Dan de alta a Trum y se va a la Casa Blanca
octubre 5, 2020El presidente de los Estados Unidos asegura que aprendio del coronavirus y pide no tener miedo a la enfermedad ya que «tenemos las mejores medicinas».
Según informó en su cuenta de Twitter, Trump garantizaba que estaría muy pronto de vuelta en la carretera para seguir con la campaña electoral.
Trump descendió del helicóptero para subir las escaleras hasta la rotonda trasera de la Casa Blanca. Ese fue su momento dramático, un choque de fuerza, un golpe de autoridad que significara que era fuerte, que el virus no tenía importancia y que ahí estaba él para demostrarlo. Solo le faltó tirar la mascara al suelo. Aunque insultando a la decencia médica y los 210.000 muertos en EE UU por la covid-19, bien podría decirse que lo que hizo el mandatario más bien fue insensato, arriesgado, imprudente. Trump ha regresado a la Casa Blanca, contagiado, rompiendo todo tipo de protocolo de seguridad sobre el coronavirus.

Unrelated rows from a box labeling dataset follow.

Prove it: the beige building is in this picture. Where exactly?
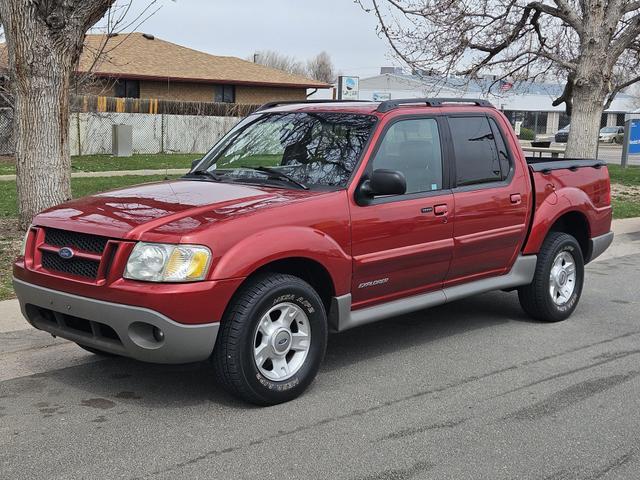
[0,32,330,104]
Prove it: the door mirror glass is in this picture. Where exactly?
[368,168,407,197]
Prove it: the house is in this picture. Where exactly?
[0,32,330,104]
[312,67,634,135]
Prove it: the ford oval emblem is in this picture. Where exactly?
[58,247,75,260]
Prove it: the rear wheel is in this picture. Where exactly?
[518,232,584,322]
[212,274,327,405]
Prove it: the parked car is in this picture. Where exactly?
[599,127,624,143]
[13,99,613,405]
[555,125,571,143]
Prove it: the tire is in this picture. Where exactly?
[518,232,584,322]
[212,273,328,406]
[76,343,118,357]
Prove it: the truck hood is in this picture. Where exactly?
[33,180,326,240]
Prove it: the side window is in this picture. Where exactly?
[373,118,442,193]
[449,117,506,187]
[489,118,511,180]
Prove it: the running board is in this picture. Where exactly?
[330,255,538,332]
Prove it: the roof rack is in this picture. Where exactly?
[256,99,371,112]
[377,98,493,113]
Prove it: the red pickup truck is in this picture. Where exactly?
[14,99,613,405]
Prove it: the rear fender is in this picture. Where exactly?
[212,226,351,295]
[523,187,596,255]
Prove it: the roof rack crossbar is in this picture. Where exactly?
[256,99,370,112]
[377,98,493,113]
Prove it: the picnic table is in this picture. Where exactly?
[522,145,565,158]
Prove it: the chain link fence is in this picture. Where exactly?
[69,112,240,155]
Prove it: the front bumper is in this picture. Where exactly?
[13,278,220,363]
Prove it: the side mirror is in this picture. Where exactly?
[358,168,407,203]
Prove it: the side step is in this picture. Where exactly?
[330,255,538,332]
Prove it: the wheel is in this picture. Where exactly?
[76,343,118,357]
[518,232,584,322]
[212,274,327,406]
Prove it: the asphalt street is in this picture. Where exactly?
[0,233,640,480]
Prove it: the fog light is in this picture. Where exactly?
[153,327,164,342]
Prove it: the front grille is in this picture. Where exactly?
[44,228,109,253]
[42,251,100,279]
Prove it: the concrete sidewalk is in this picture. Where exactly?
[0,168,189,182]
[0,217,640,333]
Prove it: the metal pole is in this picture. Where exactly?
[620,120,631,168]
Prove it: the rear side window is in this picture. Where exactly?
[449,117,509,187]
[373,118,442,194]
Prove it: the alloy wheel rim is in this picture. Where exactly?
[253,302,311,382]
[549,251,577,306]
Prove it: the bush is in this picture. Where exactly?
[519,127,536,140]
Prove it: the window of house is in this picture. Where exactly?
[449,117,506,187]
[114,78,140,98]
[373,118,442,194]
[213,85,236,103]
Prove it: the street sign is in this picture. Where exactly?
[629,118,640,155]
[373,92,391,102]
[621,118,640,168]
[338,76,360,100]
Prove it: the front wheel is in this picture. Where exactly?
[212,274,327,406]
[518,232,584,322]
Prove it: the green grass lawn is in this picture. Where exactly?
[611,198,640,218]
[608,165,640,185]
[0,153,203,175]
[0,175,176,218]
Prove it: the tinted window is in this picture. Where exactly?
[489,118,511,180]
[449,117,502,186]
[373,118,442,193]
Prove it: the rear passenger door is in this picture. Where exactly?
[445,114,531,285]
[351,116,453,308]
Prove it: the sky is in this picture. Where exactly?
[101,0,398,77]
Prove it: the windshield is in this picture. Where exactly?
[196,112,376,187]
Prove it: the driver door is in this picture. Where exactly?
[351,116,454,308]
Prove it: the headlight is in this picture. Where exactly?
[124,242,211,282]
[19,225,31,257]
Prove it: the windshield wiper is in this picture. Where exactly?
[184,170,224,182]
[240,166,309,190]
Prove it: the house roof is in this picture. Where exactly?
[0,32,330,88]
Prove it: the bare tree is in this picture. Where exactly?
[307,52,336,83]
[0,0,159,228]
[358,0,640,157]
[250,50,307,75]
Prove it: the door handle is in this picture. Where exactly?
[433,205,449,216]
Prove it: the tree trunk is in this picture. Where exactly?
[0,0,114,229]
[565,88,603,158]
[15,56,71,229]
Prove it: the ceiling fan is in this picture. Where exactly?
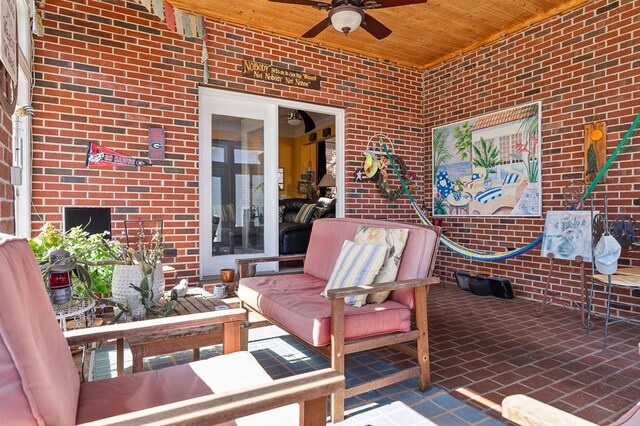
[285,109,316,133]
[269,0,427,40]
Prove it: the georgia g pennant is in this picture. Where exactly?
[85,142,151,169]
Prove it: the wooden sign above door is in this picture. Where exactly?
[242,61,320,90]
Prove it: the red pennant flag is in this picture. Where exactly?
[164,0,176,31]
[84,142,151,168]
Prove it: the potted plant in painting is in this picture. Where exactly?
[451,179,464,201]
[471,137,502,188]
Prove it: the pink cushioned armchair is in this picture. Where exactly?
[0,234,344,426]
[236,218,440,422]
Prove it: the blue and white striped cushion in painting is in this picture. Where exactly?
[476,187,502,204]
[502,173,520,185]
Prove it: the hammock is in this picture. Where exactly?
[380,114,640,262]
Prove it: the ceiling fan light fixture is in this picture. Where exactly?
[286,110,302,126]
[329,5,364,35]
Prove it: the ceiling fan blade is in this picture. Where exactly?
[269,0,323,6]
[362,15,391,40]
[297,109,316,133]
[302,18,331,38]
[378,0,427,9]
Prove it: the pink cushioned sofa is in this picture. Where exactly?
[0,234,344,426]
[236,218,440,422]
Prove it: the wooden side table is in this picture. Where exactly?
[122,287,229,375]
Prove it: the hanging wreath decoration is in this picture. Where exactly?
[364,134,417,200]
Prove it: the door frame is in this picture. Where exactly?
[198,86,345,279]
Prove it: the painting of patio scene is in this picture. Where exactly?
[433,102,542,216]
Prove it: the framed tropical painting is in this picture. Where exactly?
[432,102,542,216]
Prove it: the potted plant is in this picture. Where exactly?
[29,224,176,322]
[111,227,172,320]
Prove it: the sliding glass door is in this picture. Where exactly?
[200,88,278,277]
[198,87,345,278]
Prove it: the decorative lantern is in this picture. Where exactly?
[49,250,72,305]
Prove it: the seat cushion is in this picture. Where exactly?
[76,352,299,425]
[238,274,411,346]
[0,234,80,425]
[304,218,438,308]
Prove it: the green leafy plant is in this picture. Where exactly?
[29,223,122,297]
[29,224,177,322]
[471,137,502,179]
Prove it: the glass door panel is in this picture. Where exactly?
[211,114,264,257]
[200,88,277,278]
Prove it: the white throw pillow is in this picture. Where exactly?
[321,240,388,307]
[353,226,409,303]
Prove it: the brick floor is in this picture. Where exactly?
[95,286,640,426]
[428,286,640,424]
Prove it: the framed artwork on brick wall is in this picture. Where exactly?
[432,102,542,216]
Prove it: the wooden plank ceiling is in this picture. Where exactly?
[169,0,588,69]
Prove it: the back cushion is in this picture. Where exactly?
[304,218,438,308]
[0,234,80,425]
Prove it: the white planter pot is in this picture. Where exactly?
[111,262,164,303]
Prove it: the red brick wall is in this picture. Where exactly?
[33,0,424,284]
[424,0,640,312]
[0,109,14,234]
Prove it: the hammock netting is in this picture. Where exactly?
[380,114,640,262]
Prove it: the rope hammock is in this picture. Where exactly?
[379,114,640,262]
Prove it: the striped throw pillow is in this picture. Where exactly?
[353,226,409,303]
[321,240,388,307]
[293,203,316,223]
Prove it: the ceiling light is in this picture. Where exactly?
[329,5,364,35]
[286,110,302,126]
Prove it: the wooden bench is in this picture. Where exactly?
[236,218,440,423]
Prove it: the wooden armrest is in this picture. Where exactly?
[236,254,307,266]
[502,394,595,426]
[236,254,307,278]
[79,368,344,425]
[327,277,440,299]
[64,308,247,346]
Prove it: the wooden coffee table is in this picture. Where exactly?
[117,287,229,376]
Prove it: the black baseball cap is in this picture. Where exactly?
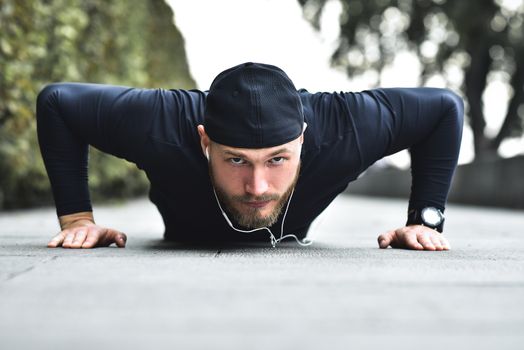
[204,62,304,148]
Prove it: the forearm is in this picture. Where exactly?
[409,92,463,211]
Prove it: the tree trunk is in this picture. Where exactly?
[465,42,496,161]
[491,51,524,149]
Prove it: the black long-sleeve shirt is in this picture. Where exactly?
[37,83,463,240]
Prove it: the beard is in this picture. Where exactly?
[208,162,300,229]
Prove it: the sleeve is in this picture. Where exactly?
[36,83,159,216]
[347,88,464,217]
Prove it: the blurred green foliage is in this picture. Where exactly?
[0,0,195,209]
[298,0,524,160]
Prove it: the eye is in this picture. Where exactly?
[228,157,245,165]
[270,157,286,165]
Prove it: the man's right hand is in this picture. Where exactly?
[47,220,127,248]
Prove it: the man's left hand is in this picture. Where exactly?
[377,225,451,250]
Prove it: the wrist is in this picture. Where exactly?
[406,207,445,233]
[58,211,95,230]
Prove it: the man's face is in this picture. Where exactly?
[208,136,302,229]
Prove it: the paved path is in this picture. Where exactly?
[0,196,524,350]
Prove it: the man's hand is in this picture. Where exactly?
[377,225,451,250]
[47,220,127,248]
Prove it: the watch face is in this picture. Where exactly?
[421,207,442,226]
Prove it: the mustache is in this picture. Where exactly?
[231,194,280,202]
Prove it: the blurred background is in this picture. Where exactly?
[0,0,524,210]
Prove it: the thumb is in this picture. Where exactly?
[377,231,395,249]
[115,232,127,248]
[107,229,127,248]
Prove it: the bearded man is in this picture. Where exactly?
[37,62,463,250]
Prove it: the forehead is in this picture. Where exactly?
[213,137,300,158]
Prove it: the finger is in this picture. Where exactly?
[439,235,451,250]
[417,231,435,250]
[377,231,395,249]
[62,231,75,248]
[429,231,443,250]
[82,230,100,248]
[71,228,87,248]
[404,231,424,250]
[47,231,65,248]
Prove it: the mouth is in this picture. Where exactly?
[244,201,271,208]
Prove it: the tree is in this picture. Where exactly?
[299,0,524,160]
[0,0,195,209]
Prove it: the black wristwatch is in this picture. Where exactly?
[406,207,445,233]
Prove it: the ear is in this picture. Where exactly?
[197,125,210,155]
[300,122,307,144]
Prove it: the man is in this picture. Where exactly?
[37,62,463,250]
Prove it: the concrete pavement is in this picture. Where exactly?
[0,196,524,350]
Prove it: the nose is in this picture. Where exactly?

I will be leaving the great Walter Reed Medical Center today at 6:30 P.M. Feeling really good! Don’t be afraid of Covid. Don’t let it dominate your life. We have developed, under the Trump Administration, some really great drugs & knowledge. I feel better than I did 20 years ago!
— Donald J. Trump (@realDonaldTrump) October 5, 2020
Para el médico del mandatario se sigue estando “en territorio inexplorado” porque no se sabe cómo evoluciona un paciente al que se le administran tratamientos tan agresivos como los que ha recibido Trump (incluido un cóctel de anticuerpos experimental) en una etapa tan temprana de la enfermedad. Para Conley, la clave está en que supere el próximo fin de semana evolucionando bien. A pesar de que los periodistas le insistieron para saber cuál fue el último test negativo de Trump, Conley se negó a contestar citando protección de la información.
Según fuentes citadas por la cadena CNN, “Trump estaba harto del hospital” y , en su opinión, le hacía parecer “débil”. Quizá por eso, la Casa Blanca se ha embarcado en una comunicación confusa sobre la salud del mandatario, llena de contradicciones y que le han valido críticas sumarísimas. Solo debido a la adicción de un presidente adicto a los focos y ajeno al bien de los demás, se puede explicar su atrevimiento a darse un paseo victorioso en coche frente a los seguidores que le aclamaban en el Hospital Militar Walter Reed, a las afuera de Washington.